I was born and raised in Chicago’s North Shore suburbs. Reading was required in our home; my mother demanded—and received—a book report from my sister and me each week during summer vacations in grade and middle school. My father took me into Chicago’s ”Loop” from time to time where I spent my visits looking up at the city’s wonderful architecture, and around at the art work on the walls of my favorite haunt, The Art Institute of Chicago.
While I started university studies in architecture, a chance to live in Paris, France, for many months between my sophomore and (delayed) junior year permanently shifted my focus to photography and journalism.
I graduated from the University of Kansas with a BS in journalism and minors in art history and psychology.

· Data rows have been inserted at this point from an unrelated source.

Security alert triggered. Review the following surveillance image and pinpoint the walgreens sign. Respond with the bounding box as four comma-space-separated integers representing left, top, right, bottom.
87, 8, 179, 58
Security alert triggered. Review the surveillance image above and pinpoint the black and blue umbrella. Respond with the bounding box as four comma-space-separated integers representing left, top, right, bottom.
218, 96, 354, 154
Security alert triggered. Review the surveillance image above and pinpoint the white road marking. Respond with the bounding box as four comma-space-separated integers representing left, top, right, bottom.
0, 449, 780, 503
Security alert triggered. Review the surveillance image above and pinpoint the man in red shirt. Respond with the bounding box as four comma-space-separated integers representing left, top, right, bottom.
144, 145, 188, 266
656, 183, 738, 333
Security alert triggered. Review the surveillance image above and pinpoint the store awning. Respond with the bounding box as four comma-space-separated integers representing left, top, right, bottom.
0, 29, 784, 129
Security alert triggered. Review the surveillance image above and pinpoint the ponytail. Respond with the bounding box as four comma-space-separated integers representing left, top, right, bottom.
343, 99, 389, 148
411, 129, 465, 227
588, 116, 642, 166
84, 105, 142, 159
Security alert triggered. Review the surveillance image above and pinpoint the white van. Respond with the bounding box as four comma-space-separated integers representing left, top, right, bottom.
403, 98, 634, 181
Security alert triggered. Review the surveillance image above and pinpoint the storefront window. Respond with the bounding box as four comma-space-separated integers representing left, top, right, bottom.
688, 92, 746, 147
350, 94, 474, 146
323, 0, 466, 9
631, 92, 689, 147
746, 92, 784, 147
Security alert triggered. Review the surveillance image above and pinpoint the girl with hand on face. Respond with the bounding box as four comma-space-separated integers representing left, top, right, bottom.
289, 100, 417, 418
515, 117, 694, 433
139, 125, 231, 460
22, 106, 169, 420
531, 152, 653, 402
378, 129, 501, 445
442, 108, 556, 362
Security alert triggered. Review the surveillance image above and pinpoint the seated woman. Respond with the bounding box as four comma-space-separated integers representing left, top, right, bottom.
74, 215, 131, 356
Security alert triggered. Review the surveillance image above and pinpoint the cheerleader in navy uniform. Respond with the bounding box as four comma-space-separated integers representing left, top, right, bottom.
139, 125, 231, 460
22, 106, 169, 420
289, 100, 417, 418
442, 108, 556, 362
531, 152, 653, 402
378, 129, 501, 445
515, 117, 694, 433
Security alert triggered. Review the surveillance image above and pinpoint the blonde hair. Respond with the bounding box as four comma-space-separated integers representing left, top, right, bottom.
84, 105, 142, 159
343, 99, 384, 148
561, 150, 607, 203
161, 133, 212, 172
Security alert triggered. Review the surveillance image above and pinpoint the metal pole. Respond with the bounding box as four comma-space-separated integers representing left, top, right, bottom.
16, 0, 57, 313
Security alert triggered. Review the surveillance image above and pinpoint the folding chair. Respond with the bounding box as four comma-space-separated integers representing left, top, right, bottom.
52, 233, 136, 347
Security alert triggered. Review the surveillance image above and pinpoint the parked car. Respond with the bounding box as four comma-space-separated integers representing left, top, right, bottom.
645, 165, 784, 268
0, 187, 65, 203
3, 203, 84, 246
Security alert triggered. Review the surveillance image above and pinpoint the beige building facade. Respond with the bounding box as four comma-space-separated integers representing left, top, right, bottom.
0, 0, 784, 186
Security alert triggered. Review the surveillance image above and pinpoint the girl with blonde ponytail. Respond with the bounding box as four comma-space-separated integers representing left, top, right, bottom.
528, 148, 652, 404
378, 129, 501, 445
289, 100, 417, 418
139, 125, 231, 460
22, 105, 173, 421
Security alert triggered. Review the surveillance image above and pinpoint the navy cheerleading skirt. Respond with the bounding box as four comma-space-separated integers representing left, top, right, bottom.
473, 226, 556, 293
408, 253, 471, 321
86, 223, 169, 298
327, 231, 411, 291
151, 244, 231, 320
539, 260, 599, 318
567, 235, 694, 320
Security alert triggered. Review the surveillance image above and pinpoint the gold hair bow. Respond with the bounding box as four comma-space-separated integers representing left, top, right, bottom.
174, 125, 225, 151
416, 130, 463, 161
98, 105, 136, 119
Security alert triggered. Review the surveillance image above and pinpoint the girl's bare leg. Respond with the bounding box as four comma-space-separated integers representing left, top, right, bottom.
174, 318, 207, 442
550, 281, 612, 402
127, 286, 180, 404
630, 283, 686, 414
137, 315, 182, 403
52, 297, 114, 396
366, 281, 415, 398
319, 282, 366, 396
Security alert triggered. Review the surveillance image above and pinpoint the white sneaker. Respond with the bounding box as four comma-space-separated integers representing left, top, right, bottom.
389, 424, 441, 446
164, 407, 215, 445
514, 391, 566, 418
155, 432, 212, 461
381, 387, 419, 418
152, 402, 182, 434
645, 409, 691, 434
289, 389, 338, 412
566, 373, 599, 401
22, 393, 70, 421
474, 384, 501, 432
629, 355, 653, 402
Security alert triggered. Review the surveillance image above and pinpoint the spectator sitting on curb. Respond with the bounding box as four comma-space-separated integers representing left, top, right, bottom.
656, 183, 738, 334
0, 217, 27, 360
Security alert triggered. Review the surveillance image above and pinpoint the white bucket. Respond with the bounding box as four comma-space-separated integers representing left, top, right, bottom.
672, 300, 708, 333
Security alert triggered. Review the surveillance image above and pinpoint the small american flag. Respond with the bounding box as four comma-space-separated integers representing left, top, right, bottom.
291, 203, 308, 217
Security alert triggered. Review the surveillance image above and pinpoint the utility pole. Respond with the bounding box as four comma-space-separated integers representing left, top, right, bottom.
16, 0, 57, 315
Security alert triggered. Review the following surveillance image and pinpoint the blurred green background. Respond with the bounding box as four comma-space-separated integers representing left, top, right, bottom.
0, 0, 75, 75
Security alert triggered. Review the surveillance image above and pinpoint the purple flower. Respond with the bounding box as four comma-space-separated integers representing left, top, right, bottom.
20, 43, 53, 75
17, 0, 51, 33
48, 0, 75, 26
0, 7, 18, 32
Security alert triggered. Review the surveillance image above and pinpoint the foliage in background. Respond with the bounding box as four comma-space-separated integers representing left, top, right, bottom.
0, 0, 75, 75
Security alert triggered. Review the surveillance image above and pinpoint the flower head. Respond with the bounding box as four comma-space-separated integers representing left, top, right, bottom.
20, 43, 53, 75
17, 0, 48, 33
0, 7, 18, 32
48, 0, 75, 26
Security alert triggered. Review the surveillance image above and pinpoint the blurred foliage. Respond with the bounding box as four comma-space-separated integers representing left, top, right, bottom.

Following college, I worked two years for the Kansas City Star, and then in Chicago for nine years with the Sun-Times. My deepening interest in automobiles, their design and engineering, led me join AutoWeek magazine for about 15 months before returning to newspaper journalism at the Los Angeles Times in early 1984. I stayed at the Times for 11-and-a-half years, and was fortunate to work on some projects that earned the paper the Pulitzer Prize.
While at the Times, I wrote and photographed my first book, American Muscle, during 1989. I fell in love with the process and its challenges; these remain part of the appeal to this day. In mid 1995, after completing another seven books while still a full-time staffer, I left the Times to become a full-time author.
In 2011, my friend Pete Stout, who was editor of Excellence Magazine at the time, asked me to become his historical editor. When Pete moved on to Panorama, I was invited to tag along, and then when he founded his groundbreaking quarterly 000, he again invited me to work with him in the same capacity. Stout generously provided me countless opportunities to expand my knowledge of Porsche’s history, while challenging and improving me as a writer.
For five decades of my life, photography was a very significant part. A family trip to Europe in 1966 convinced me (and others, fortunately) that I had “an eye.” Shooting in Paris in 1968 encouraged me to think of it as a career, and from then on, it remained my job, or part of it as I migrated to books and writing. A conversation with an historian and bookseller in Germany in 2014 redirected me, however. He explained that my habit of photographing U.S models of the cars about which I wrote often confused European readers who did not recognize some features of the cars. Following that conversation, I took a poll, asking whether any reader anywhere preferred factory archival images to those I made. I received the message loudly and clearly and since then, my books rely on historical – and hopefully historically correct – images for illustration
I continue to shoot now. Beautiful light, fascinating subjects, interesting locations will grab me by the eyes and I go back to work. In another location on this site you will see some of the work I’ve done lately, watching the ever-shifting light and reflections on the Pacific Ocean very near where I live. A few folks have seen these and I’ve delivered some prints from this work. I’ve also included a small assortment of the work from earlier projects.
I live near Santa Barbara, California, in a small cottage with a wonderful view.